On connaît les maux issus de régimes différens : la monstrueuse inégalité des fortunes, l’enrichissement oisif de certaines classes ou de certains particuliers, bénéficiant sans équité et sans scrupule du travail des siècles, la disparition fatale de la petite propriété et de la petite culture, l’accumulation des pauvres dans les villes, l’encombrement des bureaux de bienfaisance, la division redoutable de la société en deux classes : trop riches, trop pauvres ; le luxe insolent des premiers, la violence irritée des seconds, et, finalement, les campagnes politiques qui jettent les uns à l’assaut des autres. Le progrès égalitaire accompli en France depuis plus d’un siècle n’a pas apporté de solutions définitives, mais il a diminué les souffrances et peut-être indiqué la voie.

Le sens de la mesure est un don que le climat de France fait, chaque jour, à la race française : la vie est naturellement équilibrée et pondérée sous son ciel indulgent. Cette leçon de modération et de discrétion, avec l’art de borner ses désirs et de tenir en bride ses ambitions, serait sans doute l’enseignement le plus précieux que la France pourrait donner à l’Amérique.

Les vastes territoires, les richesses inexploitées, l’effort nécessaire pour aborder de pareilles tâches, surtendent le corps et le cœur de l’homme. Muscles et nerfs claquent à ce régime. L’heure viendra bientôt où, en Amérique même, l’œuvre sera assez avancée pour que l’entreprise d’exploitation et d’enrichissement ne soit plus l’occupation principale d’une grande civilisation, où il paraîtra bon, utile, raisonnable de jouir de la vie après s’être assuré les moyens de vivre. Alors, les yeux se tourneront d’eux-mêmes vers la France.

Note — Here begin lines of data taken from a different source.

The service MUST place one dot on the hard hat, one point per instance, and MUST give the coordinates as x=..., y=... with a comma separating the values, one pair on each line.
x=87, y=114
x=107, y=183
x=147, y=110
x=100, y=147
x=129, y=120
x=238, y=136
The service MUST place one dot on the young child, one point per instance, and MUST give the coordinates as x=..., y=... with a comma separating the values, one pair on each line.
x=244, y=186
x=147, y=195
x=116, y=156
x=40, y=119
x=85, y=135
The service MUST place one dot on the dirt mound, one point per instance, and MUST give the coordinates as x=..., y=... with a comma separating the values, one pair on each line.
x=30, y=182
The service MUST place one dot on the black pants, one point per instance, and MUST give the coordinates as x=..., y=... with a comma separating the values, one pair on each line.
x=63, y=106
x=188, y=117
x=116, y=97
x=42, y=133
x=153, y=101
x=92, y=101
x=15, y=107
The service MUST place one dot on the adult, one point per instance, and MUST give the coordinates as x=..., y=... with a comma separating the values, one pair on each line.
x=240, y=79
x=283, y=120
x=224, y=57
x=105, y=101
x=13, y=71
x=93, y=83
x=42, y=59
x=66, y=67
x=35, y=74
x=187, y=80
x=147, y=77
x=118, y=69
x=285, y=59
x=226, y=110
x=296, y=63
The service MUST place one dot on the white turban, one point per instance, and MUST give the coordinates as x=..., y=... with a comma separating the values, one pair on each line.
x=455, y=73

Peut-être s’apercevra-t-on qu’un certain emploi de l’activité française, — assez facilement tourné en raillerie au dehors, — a ses raisons profondes dans une longue expérience de la vie civilisée. Le culte des choses de l’esprit, le goût littéraire, l’activité artistique signalent, non les âges de décadence, mais les périodes de noble et pleine efflorescence. Les nations qui ont laissé quelque trace dans la mémoire des hommes et vers lesquelles s’élève encore la gratitude des siècles, sont arrivées, après de longs efforts, à cet épanouissement. Les monumens qu’ils ont élevés témoignent pour elles. Les puissantes cités marchandes de l’antiquité, Tyr, Carthage, ne sont plus que des noms ; seules, les civilisations à large développement scientifique, artistique, littéraire ont été vraiment grandes. Celles-là se sont attachées à la vraie réalité, non à ce qui passe, mais à ce qui demeure.

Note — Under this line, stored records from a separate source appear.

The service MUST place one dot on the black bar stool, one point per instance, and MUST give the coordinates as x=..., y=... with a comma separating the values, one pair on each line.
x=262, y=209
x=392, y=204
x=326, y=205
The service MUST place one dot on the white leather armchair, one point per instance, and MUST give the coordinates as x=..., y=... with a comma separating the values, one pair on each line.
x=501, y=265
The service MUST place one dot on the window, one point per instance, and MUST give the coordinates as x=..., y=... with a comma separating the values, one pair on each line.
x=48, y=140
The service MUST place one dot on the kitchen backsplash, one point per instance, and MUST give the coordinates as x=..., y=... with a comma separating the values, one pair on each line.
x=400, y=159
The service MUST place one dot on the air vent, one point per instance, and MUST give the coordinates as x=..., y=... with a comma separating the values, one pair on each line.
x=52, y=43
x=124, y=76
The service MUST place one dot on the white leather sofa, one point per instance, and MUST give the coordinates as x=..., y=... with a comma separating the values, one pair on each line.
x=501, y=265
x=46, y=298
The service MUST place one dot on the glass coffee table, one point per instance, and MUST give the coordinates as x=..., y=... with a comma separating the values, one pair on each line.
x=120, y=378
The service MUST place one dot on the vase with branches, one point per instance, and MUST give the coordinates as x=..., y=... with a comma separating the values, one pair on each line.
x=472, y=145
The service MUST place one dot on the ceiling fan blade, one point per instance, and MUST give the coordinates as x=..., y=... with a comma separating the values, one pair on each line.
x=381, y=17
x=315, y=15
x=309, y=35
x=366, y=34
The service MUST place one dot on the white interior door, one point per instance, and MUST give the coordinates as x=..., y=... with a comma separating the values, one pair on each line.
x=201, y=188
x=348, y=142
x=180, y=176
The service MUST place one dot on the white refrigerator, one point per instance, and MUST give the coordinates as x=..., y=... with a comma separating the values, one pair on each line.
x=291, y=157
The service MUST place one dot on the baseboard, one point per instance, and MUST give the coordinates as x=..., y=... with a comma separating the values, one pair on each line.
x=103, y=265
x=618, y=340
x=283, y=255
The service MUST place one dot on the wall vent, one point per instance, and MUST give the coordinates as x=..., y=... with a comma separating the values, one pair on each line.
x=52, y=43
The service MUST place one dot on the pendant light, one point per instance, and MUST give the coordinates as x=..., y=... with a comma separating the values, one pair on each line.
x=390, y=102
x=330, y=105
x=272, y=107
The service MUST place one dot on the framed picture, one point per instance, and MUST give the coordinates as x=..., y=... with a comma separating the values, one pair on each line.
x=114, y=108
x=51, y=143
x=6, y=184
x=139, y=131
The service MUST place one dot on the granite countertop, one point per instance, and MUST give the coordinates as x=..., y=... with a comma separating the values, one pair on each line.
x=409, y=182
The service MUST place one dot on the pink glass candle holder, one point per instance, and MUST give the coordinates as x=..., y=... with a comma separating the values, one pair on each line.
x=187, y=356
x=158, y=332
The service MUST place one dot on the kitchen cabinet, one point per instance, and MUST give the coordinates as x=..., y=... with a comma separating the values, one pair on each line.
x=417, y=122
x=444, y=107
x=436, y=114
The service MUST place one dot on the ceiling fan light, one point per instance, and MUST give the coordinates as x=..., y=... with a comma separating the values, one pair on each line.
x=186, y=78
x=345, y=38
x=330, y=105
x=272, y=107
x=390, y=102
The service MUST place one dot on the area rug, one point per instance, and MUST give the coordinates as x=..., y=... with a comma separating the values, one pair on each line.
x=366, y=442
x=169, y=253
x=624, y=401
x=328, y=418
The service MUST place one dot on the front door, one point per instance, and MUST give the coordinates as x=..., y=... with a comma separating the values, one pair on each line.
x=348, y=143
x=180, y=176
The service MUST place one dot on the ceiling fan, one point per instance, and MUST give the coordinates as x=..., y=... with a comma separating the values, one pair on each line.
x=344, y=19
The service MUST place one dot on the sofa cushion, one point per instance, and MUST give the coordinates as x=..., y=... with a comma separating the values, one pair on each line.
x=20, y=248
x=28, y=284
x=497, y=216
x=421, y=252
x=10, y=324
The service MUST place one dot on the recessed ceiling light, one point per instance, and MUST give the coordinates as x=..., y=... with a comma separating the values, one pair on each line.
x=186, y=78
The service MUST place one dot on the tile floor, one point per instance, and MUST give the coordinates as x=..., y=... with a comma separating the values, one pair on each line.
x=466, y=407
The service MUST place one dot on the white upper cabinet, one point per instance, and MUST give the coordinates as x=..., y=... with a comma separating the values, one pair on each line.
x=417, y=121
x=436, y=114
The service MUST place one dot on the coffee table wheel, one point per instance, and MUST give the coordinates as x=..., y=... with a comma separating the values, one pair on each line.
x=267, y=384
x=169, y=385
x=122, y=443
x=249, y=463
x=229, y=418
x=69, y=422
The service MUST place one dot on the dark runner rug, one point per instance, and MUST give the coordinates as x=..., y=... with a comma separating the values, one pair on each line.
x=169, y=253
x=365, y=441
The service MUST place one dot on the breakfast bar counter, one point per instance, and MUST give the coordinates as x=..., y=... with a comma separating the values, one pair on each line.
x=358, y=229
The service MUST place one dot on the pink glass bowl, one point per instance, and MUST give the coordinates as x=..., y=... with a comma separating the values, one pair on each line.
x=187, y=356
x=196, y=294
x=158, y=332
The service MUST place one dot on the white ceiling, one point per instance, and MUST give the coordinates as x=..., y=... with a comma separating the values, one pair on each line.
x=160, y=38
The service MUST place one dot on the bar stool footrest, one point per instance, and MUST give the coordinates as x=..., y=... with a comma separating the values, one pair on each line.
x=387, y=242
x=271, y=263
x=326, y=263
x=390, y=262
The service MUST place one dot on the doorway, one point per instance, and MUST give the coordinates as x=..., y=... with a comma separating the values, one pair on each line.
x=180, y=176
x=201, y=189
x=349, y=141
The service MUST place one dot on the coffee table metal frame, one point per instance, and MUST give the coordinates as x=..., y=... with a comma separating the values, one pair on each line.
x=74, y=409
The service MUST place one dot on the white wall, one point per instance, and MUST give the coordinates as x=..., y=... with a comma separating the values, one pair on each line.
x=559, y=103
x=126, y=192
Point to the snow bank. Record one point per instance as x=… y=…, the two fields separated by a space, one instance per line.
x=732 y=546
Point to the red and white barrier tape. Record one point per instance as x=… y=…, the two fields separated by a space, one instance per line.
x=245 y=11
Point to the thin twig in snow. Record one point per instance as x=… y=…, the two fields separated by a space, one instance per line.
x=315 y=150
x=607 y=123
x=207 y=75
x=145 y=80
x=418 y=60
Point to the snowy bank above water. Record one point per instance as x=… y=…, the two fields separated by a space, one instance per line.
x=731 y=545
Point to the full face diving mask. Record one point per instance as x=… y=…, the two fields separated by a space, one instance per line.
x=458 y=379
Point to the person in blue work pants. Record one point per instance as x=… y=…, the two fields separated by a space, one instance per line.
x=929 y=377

Ce qui demeure, c’est l’Idée ou plutôt l’expression de l’Idée. Une « expression » claire et définitive, faisant saillir la pensée, c’est la seule chose humaine qui soit au-dessus de l’humanité et qui participe de l’éternité. Une loi physique ou mathématique arrachée au secret de la nature, une observation psychologique arrachée au secret de l’âme, une harmonie esthétique arrachée au secret du nombre, cela seul ajoute un appoint indestructible à l’acquis des siècles. Newton exprime la loi de chute des corps et il explique ainsi la mécanique de l’univers. Descartes dit : « Je pense, donc je suis, » et il fonde la philosophie de la raison ; un constructeur inconnu découvre le principe de la voûte sur croisée d’ogive et il formule les règles d’une architecture qui ajoute à la beauté de la créations

Découvrir, construire, philosopher, c’est exprimer. La notion dort confuse au fond de l’esprit, jusqu’à ce que l’éclair de l’expression l’éveille. Alors elle sort de l’ombre et elle devient d’Idée.

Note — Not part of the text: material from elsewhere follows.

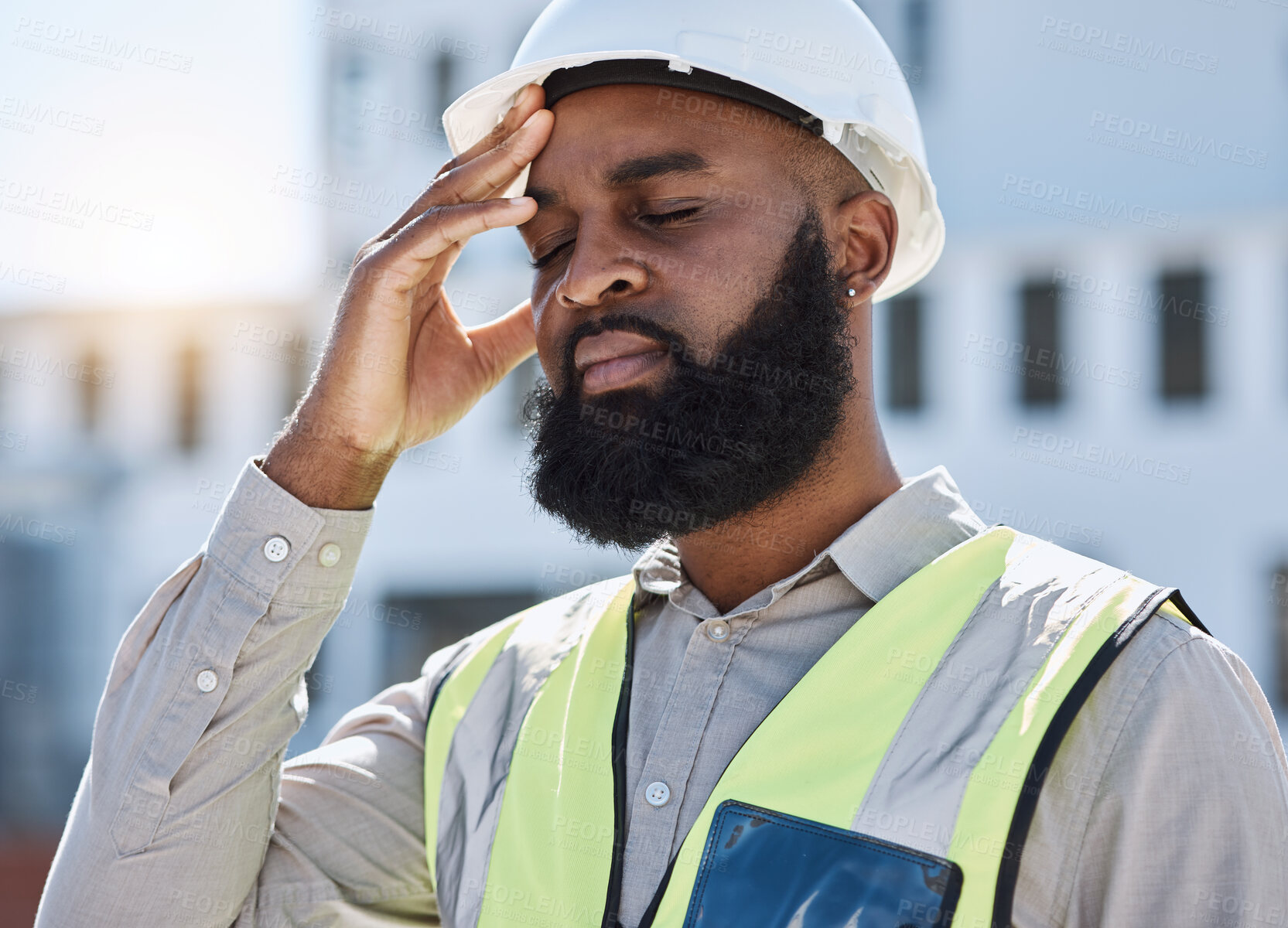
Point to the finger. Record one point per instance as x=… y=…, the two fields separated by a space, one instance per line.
x=410 y=255
x=495 y=169
x=507 y=341
x=531 y=99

L’Idée exprimée est une révélation de l’Idéal, c’est-à-dire de ce qui est général et éternel. Il n’est pas un esprit qui, dans la sphère d’activité, de la plus haute à la plus modeste, ne tende à l’Idée, ne rende un hommage, bien souvent inconscient, à la puissance déterminante de l’Idée. On dit, du plus humble artisan, qu’il a de l’idée : cela veut dire qu’il est capable d’une certaine invention et d’une certaine généralisation. Dans toute société, la hiérarchie se fait entre les personnes et les professions selon qu’elles s’approchent plus ou moins de l’Idée. Or, cette hiérarchie, qui existe entre individus, détermine aussi les rangs entre les peuples ; ils occupent une place plus ou moins haute selon qu’ils se consacrent, avec plus ou moins d’énergie et de succès, à la découverte de l’expression, c’est-à-dire de l’Idée.

Il faut, aux peuples, un Idéal ; il leur faut une occupation noble ; il leur faut un objectif désintéressé. La perpétuelle élaboration de la pensée scientifique, littéraire, artistique est l’aboutissant naturel de tout effort humain. Quand le laboureur a labouré, quand le chasseur a chassé, quand le tisserand a tissé, il s’assoit devant sa maison et il rêve : c’est l’heure féconde où il vit sa vie.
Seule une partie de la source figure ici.